You can bet it was not. Listening to the disabled former SAS soldier on the conference fringe provided one of those rare moments when the real-life impact of the decisions politicians make penetrated the strange bubble in which party conferences take place.

He was speaking at a meeting hosted by The Sun about the Afghanistan war. Mr Trow was shot during a tour of duty in Helmand and had a leg amputated below the knee. He has overcome his injuries sufficiently to be able to set out next month to climb Kilimanjaro but a lifetime of pain lies ahead.

He was wounded in 2001, too soon to benefit from the improved compensation scheme introduced in 2002, and although he said he was grateful for his pension, he would like to see that scheme backdated.

His remarks were directed at the Defence Secretary, Bob Ainsworth, who has a reputation for being a poor communicator but on this occasion handled hard questions sensitively. However, he was in no position to give Mr Trow satisfaction. The Treasury is opposed in principle to backdating. Why, if it conceded that principle, it might have forgotten Falklands veterans who have suffered 27 years of pain and trauma stepping forward to ask if they can be compensated too.
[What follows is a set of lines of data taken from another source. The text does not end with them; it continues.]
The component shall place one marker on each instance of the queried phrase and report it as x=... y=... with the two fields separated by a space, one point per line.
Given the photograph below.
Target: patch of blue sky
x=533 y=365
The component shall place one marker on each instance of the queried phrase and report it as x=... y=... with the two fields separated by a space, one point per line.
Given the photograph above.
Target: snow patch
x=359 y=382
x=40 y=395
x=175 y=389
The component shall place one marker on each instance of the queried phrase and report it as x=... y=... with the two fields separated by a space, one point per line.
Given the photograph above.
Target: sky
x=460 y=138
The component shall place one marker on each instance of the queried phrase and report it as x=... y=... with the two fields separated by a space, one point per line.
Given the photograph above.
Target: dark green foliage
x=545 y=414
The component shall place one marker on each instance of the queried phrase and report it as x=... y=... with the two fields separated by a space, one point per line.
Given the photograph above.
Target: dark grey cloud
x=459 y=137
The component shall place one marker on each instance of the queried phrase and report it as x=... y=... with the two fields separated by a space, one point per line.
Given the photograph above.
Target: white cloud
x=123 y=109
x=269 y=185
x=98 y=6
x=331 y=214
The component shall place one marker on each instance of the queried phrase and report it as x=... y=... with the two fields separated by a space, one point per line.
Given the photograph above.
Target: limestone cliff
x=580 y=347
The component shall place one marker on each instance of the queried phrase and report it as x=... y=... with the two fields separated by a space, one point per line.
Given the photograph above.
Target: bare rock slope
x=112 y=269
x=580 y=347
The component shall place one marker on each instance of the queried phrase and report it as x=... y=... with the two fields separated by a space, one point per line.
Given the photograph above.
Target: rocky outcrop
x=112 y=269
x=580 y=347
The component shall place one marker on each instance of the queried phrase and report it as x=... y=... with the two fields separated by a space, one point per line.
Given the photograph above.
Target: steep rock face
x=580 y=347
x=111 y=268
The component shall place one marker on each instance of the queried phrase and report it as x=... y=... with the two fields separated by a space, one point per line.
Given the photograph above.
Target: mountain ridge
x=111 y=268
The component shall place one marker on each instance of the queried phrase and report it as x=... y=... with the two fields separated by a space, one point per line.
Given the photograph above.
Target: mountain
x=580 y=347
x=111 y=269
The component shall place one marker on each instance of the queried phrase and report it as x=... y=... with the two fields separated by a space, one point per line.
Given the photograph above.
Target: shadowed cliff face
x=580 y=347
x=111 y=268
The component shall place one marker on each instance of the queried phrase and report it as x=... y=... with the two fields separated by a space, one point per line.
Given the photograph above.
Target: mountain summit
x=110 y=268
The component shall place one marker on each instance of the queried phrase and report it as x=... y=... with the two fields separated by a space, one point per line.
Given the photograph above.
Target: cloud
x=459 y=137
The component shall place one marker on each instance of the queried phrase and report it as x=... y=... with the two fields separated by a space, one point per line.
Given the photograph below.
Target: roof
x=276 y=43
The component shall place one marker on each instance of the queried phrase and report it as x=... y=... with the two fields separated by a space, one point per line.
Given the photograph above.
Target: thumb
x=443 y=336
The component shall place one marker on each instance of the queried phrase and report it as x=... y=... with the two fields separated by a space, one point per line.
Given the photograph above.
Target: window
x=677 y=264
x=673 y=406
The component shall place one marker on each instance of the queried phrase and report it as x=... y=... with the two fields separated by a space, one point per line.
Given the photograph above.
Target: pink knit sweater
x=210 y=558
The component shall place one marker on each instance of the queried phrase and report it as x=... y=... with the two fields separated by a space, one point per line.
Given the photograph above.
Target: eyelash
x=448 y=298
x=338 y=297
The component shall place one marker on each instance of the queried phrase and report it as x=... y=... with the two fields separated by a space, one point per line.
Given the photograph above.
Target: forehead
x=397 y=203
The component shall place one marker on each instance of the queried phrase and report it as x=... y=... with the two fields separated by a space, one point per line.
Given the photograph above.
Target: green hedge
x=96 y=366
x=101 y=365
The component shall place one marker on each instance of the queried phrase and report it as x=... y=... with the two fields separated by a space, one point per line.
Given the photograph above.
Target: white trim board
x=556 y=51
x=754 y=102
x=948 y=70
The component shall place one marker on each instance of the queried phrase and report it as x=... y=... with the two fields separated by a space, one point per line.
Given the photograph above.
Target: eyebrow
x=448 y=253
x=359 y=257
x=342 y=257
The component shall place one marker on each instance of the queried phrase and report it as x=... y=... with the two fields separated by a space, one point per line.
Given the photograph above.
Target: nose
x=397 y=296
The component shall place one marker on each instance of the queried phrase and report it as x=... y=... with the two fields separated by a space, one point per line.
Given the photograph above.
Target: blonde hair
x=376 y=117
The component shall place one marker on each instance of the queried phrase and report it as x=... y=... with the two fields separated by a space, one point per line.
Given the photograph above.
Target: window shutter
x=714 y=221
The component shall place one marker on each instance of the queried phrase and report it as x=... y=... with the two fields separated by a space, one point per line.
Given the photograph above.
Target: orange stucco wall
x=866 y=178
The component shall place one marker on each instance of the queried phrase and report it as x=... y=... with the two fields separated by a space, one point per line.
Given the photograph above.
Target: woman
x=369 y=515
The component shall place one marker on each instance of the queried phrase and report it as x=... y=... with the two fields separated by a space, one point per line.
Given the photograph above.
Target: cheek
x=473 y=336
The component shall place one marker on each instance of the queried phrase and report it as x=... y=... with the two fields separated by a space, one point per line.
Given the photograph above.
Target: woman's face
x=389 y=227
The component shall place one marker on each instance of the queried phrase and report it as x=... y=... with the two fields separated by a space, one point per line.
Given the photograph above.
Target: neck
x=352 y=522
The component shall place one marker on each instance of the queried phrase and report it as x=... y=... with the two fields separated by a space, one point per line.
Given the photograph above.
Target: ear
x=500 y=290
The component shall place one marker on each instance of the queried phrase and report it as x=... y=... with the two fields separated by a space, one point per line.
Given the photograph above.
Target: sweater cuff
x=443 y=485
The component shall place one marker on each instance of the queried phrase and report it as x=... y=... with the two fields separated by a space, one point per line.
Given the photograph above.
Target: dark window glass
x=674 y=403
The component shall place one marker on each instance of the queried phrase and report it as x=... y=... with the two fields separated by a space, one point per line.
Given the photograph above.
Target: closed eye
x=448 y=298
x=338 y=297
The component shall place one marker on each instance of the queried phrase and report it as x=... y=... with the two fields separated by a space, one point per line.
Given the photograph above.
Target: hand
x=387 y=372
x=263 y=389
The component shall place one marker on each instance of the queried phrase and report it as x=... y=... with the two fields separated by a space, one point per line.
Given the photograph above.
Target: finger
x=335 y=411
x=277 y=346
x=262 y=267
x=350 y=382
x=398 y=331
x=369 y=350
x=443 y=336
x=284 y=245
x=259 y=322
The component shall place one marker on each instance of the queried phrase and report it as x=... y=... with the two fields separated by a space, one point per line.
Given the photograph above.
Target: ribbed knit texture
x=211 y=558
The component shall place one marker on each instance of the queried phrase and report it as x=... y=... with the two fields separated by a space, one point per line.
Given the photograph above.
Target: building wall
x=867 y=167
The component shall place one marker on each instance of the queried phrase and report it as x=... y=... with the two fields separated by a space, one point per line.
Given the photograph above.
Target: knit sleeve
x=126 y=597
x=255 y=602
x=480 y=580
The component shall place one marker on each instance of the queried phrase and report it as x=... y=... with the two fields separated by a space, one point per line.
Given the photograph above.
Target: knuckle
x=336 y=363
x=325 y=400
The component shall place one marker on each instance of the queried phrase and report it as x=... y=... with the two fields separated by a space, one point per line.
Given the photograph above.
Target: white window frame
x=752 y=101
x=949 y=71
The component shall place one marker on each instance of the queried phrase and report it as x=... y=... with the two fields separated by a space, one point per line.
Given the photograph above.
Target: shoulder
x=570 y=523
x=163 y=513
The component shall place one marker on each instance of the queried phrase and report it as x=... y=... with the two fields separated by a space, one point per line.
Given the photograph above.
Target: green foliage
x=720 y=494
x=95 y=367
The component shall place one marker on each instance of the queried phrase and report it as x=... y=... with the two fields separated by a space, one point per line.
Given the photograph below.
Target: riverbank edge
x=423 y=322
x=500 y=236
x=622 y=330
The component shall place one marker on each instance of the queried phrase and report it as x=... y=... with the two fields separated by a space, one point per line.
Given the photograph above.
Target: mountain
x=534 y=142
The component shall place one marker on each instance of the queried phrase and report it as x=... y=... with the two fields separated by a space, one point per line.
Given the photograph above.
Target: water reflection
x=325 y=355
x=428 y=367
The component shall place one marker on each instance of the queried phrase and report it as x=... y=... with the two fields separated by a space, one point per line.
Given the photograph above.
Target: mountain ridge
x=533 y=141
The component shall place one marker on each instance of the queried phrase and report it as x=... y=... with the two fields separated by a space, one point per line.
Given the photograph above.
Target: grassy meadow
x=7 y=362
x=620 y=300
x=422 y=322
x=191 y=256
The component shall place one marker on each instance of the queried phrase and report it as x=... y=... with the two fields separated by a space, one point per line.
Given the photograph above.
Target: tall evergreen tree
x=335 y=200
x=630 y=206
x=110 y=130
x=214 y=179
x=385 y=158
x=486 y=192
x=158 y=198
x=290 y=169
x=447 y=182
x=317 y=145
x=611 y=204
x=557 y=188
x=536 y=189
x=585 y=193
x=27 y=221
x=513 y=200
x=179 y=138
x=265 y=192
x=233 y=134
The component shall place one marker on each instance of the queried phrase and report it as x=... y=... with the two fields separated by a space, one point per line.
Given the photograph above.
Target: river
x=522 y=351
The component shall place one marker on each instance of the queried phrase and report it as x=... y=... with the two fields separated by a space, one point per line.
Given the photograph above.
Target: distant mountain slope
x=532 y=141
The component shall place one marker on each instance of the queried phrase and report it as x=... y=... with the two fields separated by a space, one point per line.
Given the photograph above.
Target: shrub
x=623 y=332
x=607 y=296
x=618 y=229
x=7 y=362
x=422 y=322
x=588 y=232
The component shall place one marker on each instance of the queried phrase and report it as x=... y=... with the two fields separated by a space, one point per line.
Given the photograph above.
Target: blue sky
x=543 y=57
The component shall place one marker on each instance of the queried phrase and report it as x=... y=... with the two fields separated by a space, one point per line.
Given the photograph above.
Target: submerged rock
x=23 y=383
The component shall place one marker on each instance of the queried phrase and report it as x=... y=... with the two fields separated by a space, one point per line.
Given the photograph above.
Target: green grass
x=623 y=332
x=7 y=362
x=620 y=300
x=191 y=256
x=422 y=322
*Alistair Darling's comment likening Labour to a football team that has started to "lose the will to live" is in danger of going down like Theresa May's description of the Tories as "the nasty party" – apt, true, and better left unsaid. Gordon Brown's people are furious. One cabinet minister remarked: "He could have got rid of Gordon a year go, if he wanted to, but he didn't do anything. Now he is transferring the blame for inactivity on to others."

*One person who certainly has not lost the will to live is Peter Mandelson, whose speech yesterday went down so well that David Miliband, among others, wondered aloud whether the Labour party has finally learned to love Peter Mandelson, as Tony Blair always hoped it might. Lord Mandelson declared himself bemused. "Odd, ain't it?" he said.

*David Miliband, meanwhile, would be grateful if delegates would stop congratulating him on his excellent speech. That was his kid brother, Ed. He speaks on Thursday. Eight people have made the mistake so far.